[ROCm] gpt-oss: route FA3 to aiter-flash-attn, generate ROCm fixtures by Abdennacer-Badaoui · Pull Request #46837 · huggingface/transformers

Abdennacer-Badaoui · 2026-06-23T08:42:59Z

On ROCm, gpt-oss now routes the FA3-style attention to kernels-community/aiter-flash-attn (_compatible_flash_implementations) and generates separate ROCm fixtures (non-distributed + tp_size=2). Configs that depend on kernels-community/megablocks are skipped because it doesn't ship a ROCm build for torch 2.10 (the version the AMD CI runs today) we have the ones for 2.11 and 2.12, and configs that hit kernels-community/sonic-moe are skipped since that kernel has no ROCm build yet.
Fixes around 140 failing tests.

HuggingFaceDocBuilderDev · 2026-06-23T08:57:56Z

The docs for this PR live here. All of your documentation changes will be reflected on that endpoint. The docs are available until 30 days after the last update.

vasqu

Have a few comments, especially hesitant on the tests side because we change a few things that would break the original cuda fixtures so gotta be a bit careful

github-actions · 2026-06-23T13:28:48Z

[For maintainers] Suggested jobs to run (before merge)

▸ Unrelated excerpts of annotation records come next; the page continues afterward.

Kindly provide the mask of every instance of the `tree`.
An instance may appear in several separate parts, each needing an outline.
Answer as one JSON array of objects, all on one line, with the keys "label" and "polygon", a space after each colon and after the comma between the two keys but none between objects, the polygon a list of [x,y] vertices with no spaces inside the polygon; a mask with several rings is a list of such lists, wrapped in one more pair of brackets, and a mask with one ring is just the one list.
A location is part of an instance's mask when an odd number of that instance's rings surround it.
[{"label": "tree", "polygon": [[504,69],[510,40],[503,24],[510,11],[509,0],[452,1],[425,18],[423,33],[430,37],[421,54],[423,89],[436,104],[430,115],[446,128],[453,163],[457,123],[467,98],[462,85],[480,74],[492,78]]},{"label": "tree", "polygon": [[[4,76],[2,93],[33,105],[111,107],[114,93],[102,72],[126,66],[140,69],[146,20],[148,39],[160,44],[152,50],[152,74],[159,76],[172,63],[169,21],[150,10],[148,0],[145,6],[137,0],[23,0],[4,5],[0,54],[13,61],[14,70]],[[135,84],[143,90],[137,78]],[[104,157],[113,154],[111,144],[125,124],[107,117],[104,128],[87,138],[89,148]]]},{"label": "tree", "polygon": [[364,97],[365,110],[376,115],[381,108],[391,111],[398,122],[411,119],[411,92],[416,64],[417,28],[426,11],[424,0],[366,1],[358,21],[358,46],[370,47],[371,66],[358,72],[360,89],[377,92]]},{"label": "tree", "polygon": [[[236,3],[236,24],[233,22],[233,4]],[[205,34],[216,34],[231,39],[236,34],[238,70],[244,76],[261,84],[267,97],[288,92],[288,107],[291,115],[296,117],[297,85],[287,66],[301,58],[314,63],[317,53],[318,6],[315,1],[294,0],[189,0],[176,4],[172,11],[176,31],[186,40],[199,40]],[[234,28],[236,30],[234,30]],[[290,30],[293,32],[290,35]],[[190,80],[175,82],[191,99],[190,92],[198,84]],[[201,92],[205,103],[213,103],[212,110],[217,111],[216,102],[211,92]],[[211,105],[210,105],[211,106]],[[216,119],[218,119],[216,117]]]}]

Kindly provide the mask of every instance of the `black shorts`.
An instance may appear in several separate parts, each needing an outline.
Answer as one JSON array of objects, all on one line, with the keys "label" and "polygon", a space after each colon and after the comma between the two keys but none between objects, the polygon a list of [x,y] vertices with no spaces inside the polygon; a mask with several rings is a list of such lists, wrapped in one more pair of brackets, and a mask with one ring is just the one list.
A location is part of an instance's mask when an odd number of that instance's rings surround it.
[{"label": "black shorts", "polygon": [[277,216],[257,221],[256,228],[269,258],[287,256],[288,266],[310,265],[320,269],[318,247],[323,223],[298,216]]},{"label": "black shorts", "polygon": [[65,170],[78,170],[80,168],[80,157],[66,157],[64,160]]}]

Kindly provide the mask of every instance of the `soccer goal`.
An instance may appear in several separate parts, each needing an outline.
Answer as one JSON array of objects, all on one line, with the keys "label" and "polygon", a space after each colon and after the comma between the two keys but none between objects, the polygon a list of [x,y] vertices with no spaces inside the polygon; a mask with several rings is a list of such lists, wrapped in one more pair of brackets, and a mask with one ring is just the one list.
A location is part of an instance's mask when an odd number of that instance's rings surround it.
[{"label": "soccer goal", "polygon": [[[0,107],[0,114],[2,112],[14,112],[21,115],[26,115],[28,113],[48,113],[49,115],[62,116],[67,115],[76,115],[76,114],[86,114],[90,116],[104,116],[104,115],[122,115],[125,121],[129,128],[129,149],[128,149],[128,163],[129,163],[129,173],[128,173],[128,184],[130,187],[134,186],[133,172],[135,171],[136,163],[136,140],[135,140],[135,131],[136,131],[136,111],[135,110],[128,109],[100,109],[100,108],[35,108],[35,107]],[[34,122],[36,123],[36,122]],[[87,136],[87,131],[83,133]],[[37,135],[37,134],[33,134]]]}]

run-slow: gpt_oss, openai_privacy_filter

vasqu · 2026-06-23T13:45:38Z

        # Generate key to look up expected outputs
        key = generate_config_key(quantized, model_size, kernels, attn_impl, mode)

+        if os.environ.get("WRITE_FIXTURES") == "1":


Yes ahah, i was about to remove it , thanks

github-actions · 2026-06-23T14:02:32Z

CI Dashboard: View test results in Grafana

vasqu

Thanks, merging 🤗

vasqu · 2026-06-23T14:22:58Z

+  "device=rocm|quantized=false|model=20b|kernels=false|attn_impl=kernels-community/aiter-flash-attn|mode=eval": [
+    "Roses are red, violets, vi, vi, vi, vi, vi, vi, vi, vi, vi, vi",
+    "How are you? Tell me the name of the president of the president of the name of the president of the name of the president of the name of the president"
+  ],
+  "device=rocm|quantized=false|model=20b|kernels=false|attn_impl=kernels-community/aiter-flash-attn|mode=train": [
+    "Roses are red, violets, vi, vi, vi, vi, vi, vi, vi, vi, vi, vi",
+    "How are you? Tell me the name of the president of the president of the name of the president of the name of the president of the name of the president"
+  ],
+  "device=rocm|quantized=true|model=20b|kernels=false|attn_impl=kernels-community/aiter-flash-attn|mode=eval": [
+    "Roses are red, violets, vi, vi, vi, vi, vi, vi, vi, vi, vi, vi",
+    "How are you? Tell me the name of the president of the president of the name of the president of the name of the president of the name of the president"
+  ],
+  "device=rocm|quantized=true|model=20b|kernels=false|attn_impl=kernels-community/aiter-flash-attn|mode=train": [
+    "Roses are red, violets, vi, vi, vi, vi, vi, vi, vi, vi, vi, vi",
+    "How are you? Tell me the name of the president of the president of the name of the president of the name of the president of the name of the president"
+  ],
+  "device=rocm|quantized=false|model=120b|kernels=false|attn_impl=kernels-community/aiter-flash-attn|mode=eval": [
+    "Roses are red, violets red, red, red, red, red, red,,,,,,,,,",
+    "How are you? Tell me the name of the president of the\n\n\n\n\n\n\n\n\n\n\n\n\n\n\n\n\n\n\n\n\n\n\n\n\n\n\n\n\n\n\n\n\n\n\n\n\n\n"
+  ],
+  "device=rocm|quantized=false|model=120b|kernels=false|attn_impl=kernels-community/aiter-flash-attn|mode=train": [
+    "Roses are red, violets red, red, red, red, red, red,,,,,,,,,",
+    "How are you? Tell me the name of the president of the\n\n\n\n\n\n\n\n\n\n\n\n\n\n\n\n\n\n\n\n\n\n\n\n\n\n\n\n\n\n\n\n\n\n\n\n\n\n"
+  ],
+  "device=rocm|quantized=true|model=120b|kernels=false|attn_impl=kernels-community/aiter-flash-attn|mode=eval": [
+    "Roses are red, violets red, red, red, red, red, red,,,,,,,,,",
+    "How are you? Tell me the name of the president of the\n\n\n\n\n\n\n\n\n\n\n\n\n\n\n\n\n\n\n\n\n\n\n\n\n\n\n\n\n\n\n\n\n\n\n\n\n\n"
+  ],
+  "device=rocm|quantized=true|model=120b|kernels=false|attn_impl=kernels-community/aiter-flash-attn|mode=train": [
+    "Roses are red, violets red, red, red, red, red, red,,,,,,,,,",
+    "How are you? Tell me the name of the president of the\n\n\n\n\n\n\n\n\n\n\n\n\n\n\n\n\n\n\n\n\n\n\n\n\n\n\n\n\n\n\n\n\n\n\n\n\n\n"


ok sorry to intervene again, I just noticed that we have significantly different output between FA and eager attention. this smells fishy to me - are we sure that something is not broken?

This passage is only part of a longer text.